'cat' eq 'ls'

Ovid on 2007-08-01T09:33:37

I'm so sick and tired of typing "cat $some_dir" or "ls $some_file" that I'm thinking of writing bash functions that will switch the two around, as needed. The cat $some_dir is particularly bad as it really screws up my terminal settings by spewing junk across the screen.


You want "less"

markjugg on 2007-08-01T12:57:39

On Linux, "less" can handle both:

less dir/

less file.txt

However, on the FreeBSD machines I use, "less" can't handle directories, so I don't depend on it for that.

Re:You want "less"

chibiryuu on 2007-08-01T14:01:04

less dir/ only works for me when $ENV{LESSOPEN} is set to an appropriate script, regardless of Linux or BSD.

Wha?

Aristotle on 2007-08-01T16:57:38

cat spews junk?
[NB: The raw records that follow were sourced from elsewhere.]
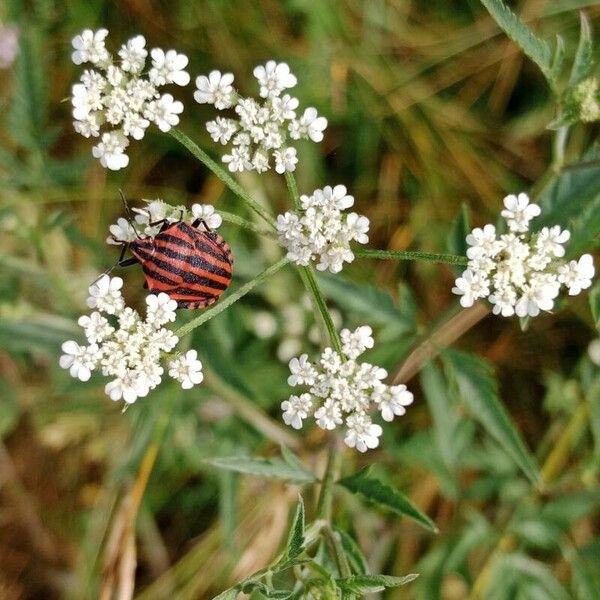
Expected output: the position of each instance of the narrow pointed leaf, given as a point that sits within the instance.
(295, 543)
(266, 467)
(533, 47)
(378, 492)
(479, 392)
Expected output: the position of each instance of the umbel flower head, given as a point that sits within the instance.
(124, 231)
(323, 231)
(128, 349)
(342, 391)
(259, 131)
(520, 272)
(115, 102)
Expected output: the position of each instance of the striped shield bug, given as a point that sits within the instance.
(188, 261)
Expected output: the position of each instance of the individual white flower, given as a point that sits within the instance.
(80, 360)
(393, 401)
(295, 409)
(168, 67)
(118, 102)
(89, 47)
(342, 390)
(207, 214)
(322, 231)
(160, 309)
(310, 125)
(216, 88)
(262, 129)
(111, 151)
(302, 371)
(105, 295)
(519, 212)
(96, 327)
(286, 159)
(133, 54)
(354, 343)
(550, 240)
(129, 387)
(471, 286)
(274, 78)
(362, 433)
(221, 130)
(577, 275)
(164, 112)
(594, 351)
(187, 370)
(121, 232)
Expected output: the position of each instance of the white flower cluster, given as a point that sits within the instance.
(124, 231)
(342, 390)
(260, 130)
(125, 347)
(119, 98)
(322, 231)
(520, 272)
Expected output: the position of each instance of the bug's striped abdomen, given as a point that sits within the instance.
(192, 266)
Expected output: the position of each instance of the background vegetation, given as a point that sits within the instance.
(434, 113)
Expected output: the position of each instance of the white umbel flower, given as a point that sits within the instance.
(520, 273)
(127, 348)
(117, 101)
(344, 391)
(323, 232)
(187, 369)
(263, 129)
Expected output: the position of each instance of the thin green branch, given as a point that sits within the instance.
(216, 168)
(245, 224)
(293, 189)
(231, 299)
(311, 284)
(451, 259)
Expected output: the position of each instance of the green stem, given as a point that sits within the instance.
(231, 183)
(231, 299)
(310, 282)
(451, 259)
(240, 222)
(293, 189)
(334, 459)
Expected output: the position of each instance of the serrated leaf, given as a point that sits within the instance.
(478, 390)
(295, 542)
(358, 563)
(370, 584)
(533, 47)
(380, 493)
(583, 63)
(264, 467)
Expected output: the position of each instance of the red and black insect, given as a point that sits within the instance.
(192, 265)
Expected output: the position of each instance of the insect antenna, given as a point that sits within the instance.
(129, 218)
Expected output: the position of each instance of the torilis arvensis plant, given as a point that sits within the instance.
(518, 269)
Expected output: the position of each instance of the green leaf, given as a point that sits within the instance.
(479, 391)
(370, 584)
(533, 47)
(583, 64)
(457, 242)
(295, 543)
(363, 300)
(266, 467)
(380, 493)
(595, 304)
(358, 563)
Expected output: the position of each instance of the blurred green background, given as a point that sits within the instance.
(430, 109)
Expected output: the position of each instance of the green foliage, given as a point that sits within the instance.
(378, 492)
(478, 390)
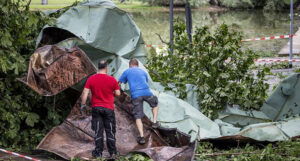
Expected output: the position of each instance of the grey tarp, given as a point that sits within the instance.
(103, 31)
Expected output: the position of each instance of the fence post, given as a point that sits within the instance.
(171, 25)
(291, 33)
(188, 20)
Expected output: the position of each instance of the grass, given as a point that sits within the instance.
(57, 4)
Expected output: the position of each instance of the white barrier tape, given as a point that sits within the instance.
(19, 155)
(277, 60)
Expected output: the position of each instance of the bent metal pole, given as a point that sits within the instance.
(291, 33)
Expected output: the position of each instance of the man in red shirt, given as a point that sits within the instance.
(103, 89)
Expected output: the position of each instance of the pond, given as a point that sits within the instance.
(252, 23)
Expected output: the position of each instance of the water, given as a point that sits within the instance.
(252, 23)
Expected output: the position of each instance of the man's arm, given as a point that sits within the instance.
(84, 96)
(117, 92)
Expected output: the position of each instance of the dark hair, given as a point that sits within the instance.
(102, 64)
(133, 62)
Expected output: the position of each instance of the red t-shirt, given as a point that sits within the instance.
(102, 87)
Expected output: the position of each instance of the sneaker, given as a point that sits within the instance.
(141, 140)
(96, 154)
(155, 125)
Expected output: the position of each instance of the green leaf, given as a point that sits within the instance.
(31, 119)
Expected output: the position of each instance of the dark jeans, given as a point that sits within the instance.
(104, 119)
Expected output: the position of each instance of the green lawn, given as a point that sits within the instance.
(57, 4)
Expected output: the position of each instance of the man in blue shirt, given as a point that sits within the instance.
(140, 92)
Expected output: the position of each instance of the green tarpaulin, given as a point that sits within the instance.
(103, 31)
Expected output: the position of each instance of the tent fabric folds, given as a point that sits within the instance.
(68, 52)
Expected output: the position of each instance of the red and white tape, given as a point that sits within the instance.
(246, 40)
(155, 46)
(277, 60)
(19, 155)
(270, 38)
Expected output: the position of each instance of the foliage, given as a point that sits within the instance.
(216, 64)
(134, 157)
(280, 151)
(25, 116)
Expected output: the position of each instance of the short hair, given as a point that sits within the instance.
(134, 62)
(102, 64)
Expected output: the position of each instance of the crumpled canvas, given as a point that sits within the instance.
(97, 30)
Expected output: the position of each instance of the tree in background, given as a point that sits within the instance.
(216, 65)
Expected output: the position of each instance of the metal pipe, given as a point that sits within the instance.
(171, 26)
(291, 33)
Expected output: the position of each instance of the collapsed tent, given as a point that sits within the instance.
(95, 30)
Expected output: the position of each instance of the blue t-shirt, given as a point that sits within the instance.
(137, 80)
All I get is

$ cat .
cat: .: Is a directory

Btw, blindly typing reset + Enter on a screwed terminal will often fix it.

Re:Wha?

Ovid on 2007-08-01T18:03:43

The reset command breaks my backspace key, though. I could probably source my .bashrc as I think I have something in there to fix it, but I can't recall.

Re:Wha?

chibiryuu on 2007-08-01T18:16:38

Linux typically generates errno=EISDIR on open(".", O_WRONLY) and read(dirfd, …).  IIRC, the latter varies by filesystem on BSD.

mmm

jhi on 2007-08-02T02:31:10

I don't know about swapping but my (z)shell alias 'm' handles directories (ls -sF | less) and files (less), and for certain types of files it does Magic (TM), e.g. for .tar.bz2 it pipes bzip2 -d foo.tar.bz2 | tar tvf - to less (I don't do tar jtvf because I don't have gtar everywhere). Kinda like open(1) in Mac OS X.